A fond farewell to Geoff Wheat

GEOFF WHEAT

An Appreciation

 

We are sorry to report that Geoff Wheat, the well known barge operator, died on Monday 7th January aged 70 years. Geoff was brought up in Manchester, winning a scholarship to Manchester Grammar School where his interest in canals was sparked by a trip on the Royalty class narrow boat ‘William’ which was owned by the leaders of one of the scout groups of which Geoff was a member. He studied mechanical engineering at Birmingham University and during a vacation in 1964 he and several friends worked for Willow Wren Canal Transport Services doing one or two round trips with a pair of boats – for which he said he was never paid!  In the summer of 1965 he borrowed ‘William’ with student friends to cruise from Preston Brook to Limehouse and back via Birmingham and Oxford. During a sabbatical year at university he worked on a tramway in Heidelberg, Germany.  Gaining an engineering degree he joined British Railways, initially at Swindon works, where he had won a post graduate apprenticeship, and where he worked on the Western Region’s diesel hydraulic locomotives. These were being phased out as ‘non standard’ so he then transferred York carriage works before moving finally to Norwich.

Interest in the canals had developed and in 1967 Geoff had purchased a Grand Union / T&S Element motor narrow boat ‘Princess Anne’, (ex ‘Plato’) from Elements. He had it shortened to pass through the L&L Canal locks.

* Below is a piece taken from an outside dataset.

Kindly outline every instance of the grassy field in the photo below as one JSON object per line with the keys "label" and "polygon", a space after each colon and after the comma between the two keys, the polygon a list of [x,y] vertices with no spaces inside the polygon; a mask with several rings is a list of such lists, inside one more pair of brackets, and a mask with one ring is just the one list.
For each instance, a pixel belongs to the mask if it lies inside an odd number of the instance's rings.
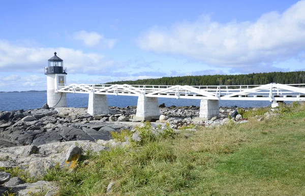
{"label": "grassy field", "polygon": [[73,171],[55,169],[44,179],[65,195],[305,195],[304,107],[174,136],[151,137],[148,128],[141,143],[88,154]]}

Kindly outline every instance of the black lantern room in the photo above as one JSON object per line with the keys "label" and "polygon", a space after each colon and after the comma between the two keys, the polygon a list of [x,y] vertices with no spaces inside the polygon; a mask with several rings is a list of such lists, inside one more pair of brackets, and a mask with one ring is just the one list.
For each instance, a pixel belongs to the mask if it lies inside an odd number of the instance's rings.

With a MIMechE qualification he then joined the Manchester Ship Canal Co as an assistant mechanical and electrical engineer looking after locks, swing bridges, quay cranes, tugs and barges and road vehicles.  In May 1971 he helped form a new carrying company, Northern Counties Carriers Ltd, along with Alan Holden and Chris Oatway to revive carrying on the Leeds & Liverpool and Bridgewater Canals. They purchased a L&L short boat ‘Irwell’, while Geoff himself purchased ‘Lune’ and these, along with Derek Bent’s ‘Weaver’ and David Lowe’s ‘Wye’, formed a useful fleet.  First cargo was 52 tonnes of steel from Leeds to Liverpool in April 1973, followed by concrete pipes, and then from November 1974 grain screenings (later maize) from Coburg Dock (later Seaforth) Liverpool to Selby, and Manchester,  though ‘Irwell’ only made three trips altogether. Geoff had by now left the MSC Co and he then turned his attention to retail coal delivery, which had been developed by Ashby Canal Transport around 1970 but which was a novelty on the L&L and Bridgewater at that time.  Geoff used ‘Lune’ mainly, loading coal in bulk at Bickershaw Colliery, Plank Lane (after the Wigan and Trafford Park traffics had finished), or sometimes anthracite from Beatties’ yard in Castlefield, bagging up en route as was the custom at that time.  Northern Counties had also entered the camping boat market, using all the short boats available, but mainly ‘Irwell’ and ‘Lune’, although ‘Irwell’ was still used for odd carrying contracts e.g. Whitley Bridge to Selby (barley), Besthorpe to Shipley (aggregate), Goole to Nottingham (wire)  and (in 1978) Esholt to Knostrop and Goole (effluent, carried in a large tank). Geoff  also found work for ‘Irwell’ for canal contracting – and on one unfortunate occasion when ‘Irwell’ was being used in connection with bridge demolition on the A&CN, the contractors worked too enthusiastically and a large piece of bridge dropped into the hold, through the floor, and ‘Irwell’ sank rapidly!  The upside was that ‘Irwell gained a part new bottom as a result.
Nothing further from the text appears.